I’m running dada2 denoise and it seems to be taking a very long time (>24 hrs so far). I am aware that dada2 is known for taking a long time - but I wanted to check that what I am observing is reasonable. I have 15 million reads (2 x 300 bp paired end) representing 16 samples. So does it make sense that it has taken >24 hrs so far? I’m running on a HPC with 5 threads, allocating 5GB memory.
I’m asking this because we plan to run a lot more samples in future, and I would like to understand what I can expect in terms of timing (if we run for example 100 samples, is it going to take a month to run dada2 using such memory allocation? )
EDIT: What sequencing depth are you using? Is there a way of subsampling reads with QIIME2 before running dada2 denoise?
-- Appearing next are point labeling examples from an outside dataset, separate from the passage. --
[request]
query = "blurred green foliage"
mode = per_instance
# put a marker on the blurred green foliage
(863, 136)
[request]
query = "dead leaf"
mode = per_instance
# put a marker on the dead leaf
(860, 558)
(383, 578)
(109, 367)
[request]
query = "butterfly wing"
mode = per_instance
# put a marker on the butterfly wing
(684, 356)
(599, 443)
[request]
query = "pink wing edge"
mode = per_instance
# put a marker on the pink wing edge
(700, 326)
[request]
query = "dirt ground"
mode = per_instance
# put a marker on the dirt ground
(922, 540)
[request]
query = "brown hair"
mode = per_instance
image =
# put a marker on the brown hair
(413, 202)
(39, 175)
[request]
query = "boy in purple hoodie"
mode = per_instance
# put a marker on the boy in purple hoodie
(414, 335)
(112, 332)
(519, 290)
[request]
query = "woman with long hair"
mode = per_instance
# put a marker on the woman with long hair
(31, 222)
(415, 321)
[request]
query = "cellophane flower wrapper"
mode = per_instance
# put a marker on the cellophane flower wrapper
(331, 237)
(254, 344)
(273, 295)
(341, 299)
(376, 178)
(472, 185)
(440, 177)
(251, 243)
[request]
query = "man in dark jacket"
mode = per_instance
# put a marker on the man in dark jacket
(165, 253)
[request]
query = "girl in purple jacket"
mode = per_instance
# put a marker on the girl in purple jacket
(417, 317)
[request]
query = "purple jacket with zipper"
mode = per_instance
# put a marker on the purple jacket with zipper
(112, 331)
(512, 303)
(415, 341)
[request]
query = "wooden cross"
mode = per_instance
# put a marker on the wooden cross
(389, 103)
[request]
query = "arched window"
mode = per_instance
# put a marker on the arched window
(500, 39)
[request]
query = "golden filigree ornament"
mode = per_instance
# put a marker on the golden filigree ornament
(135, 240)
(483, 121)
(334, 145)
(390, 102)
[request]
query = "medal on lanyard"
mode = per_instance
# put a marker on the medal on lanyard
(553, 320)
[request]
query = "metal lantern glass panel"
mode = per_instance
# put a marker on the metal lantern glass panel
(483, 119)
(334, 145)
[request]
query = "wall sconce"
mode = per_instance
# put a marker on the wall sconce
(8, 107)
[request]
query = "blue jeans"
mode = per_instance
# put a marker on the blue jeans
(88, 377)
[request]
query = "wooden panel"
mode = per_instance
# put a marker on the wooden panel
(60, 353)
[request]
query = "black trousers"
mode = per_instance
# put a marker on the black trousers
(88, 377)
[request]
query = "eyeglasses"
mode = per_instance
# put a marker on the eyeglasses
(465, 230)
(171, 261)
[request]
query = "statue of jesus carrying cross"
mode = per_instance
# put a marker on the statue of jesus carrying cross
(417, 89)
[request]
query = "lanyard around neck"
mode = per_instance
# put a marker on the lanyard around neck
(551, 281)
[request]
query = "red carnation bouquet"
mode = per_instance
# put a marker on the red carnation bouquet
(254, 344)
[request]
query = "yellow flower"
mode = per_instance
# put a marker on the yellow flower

I would appreciate any advice.
Yeah that should be fine, you can speed it up with more threads (for example we will use 32 sometimes on a dedicated HPC node and they will finish within 2-ish days), but I suspect it has already completed by the time of my response?
I think 12-16gb is a “safe” amount of memory for basically any job with DADA2, it doesn’t need a lot, but you might be a little close to a threshold at 5gb.
Goodness no! The longest I have seen is a week (prior to some optimizations that were made) and that was with ~10gb of compressed data with only 12 or so cores.
We don’t have a good way to subsample or partition data in QIIME 2, that’s something we could really use though.
Thank you very much Evan! It completed after 5 days with 15 million PE reads. In the meantime I subsampled 10k and 100k reads from the fastq files to get an idea - using the tool seqtk.
This topic was automatically closed 31 days after the last reply. New replies are no longer allowed.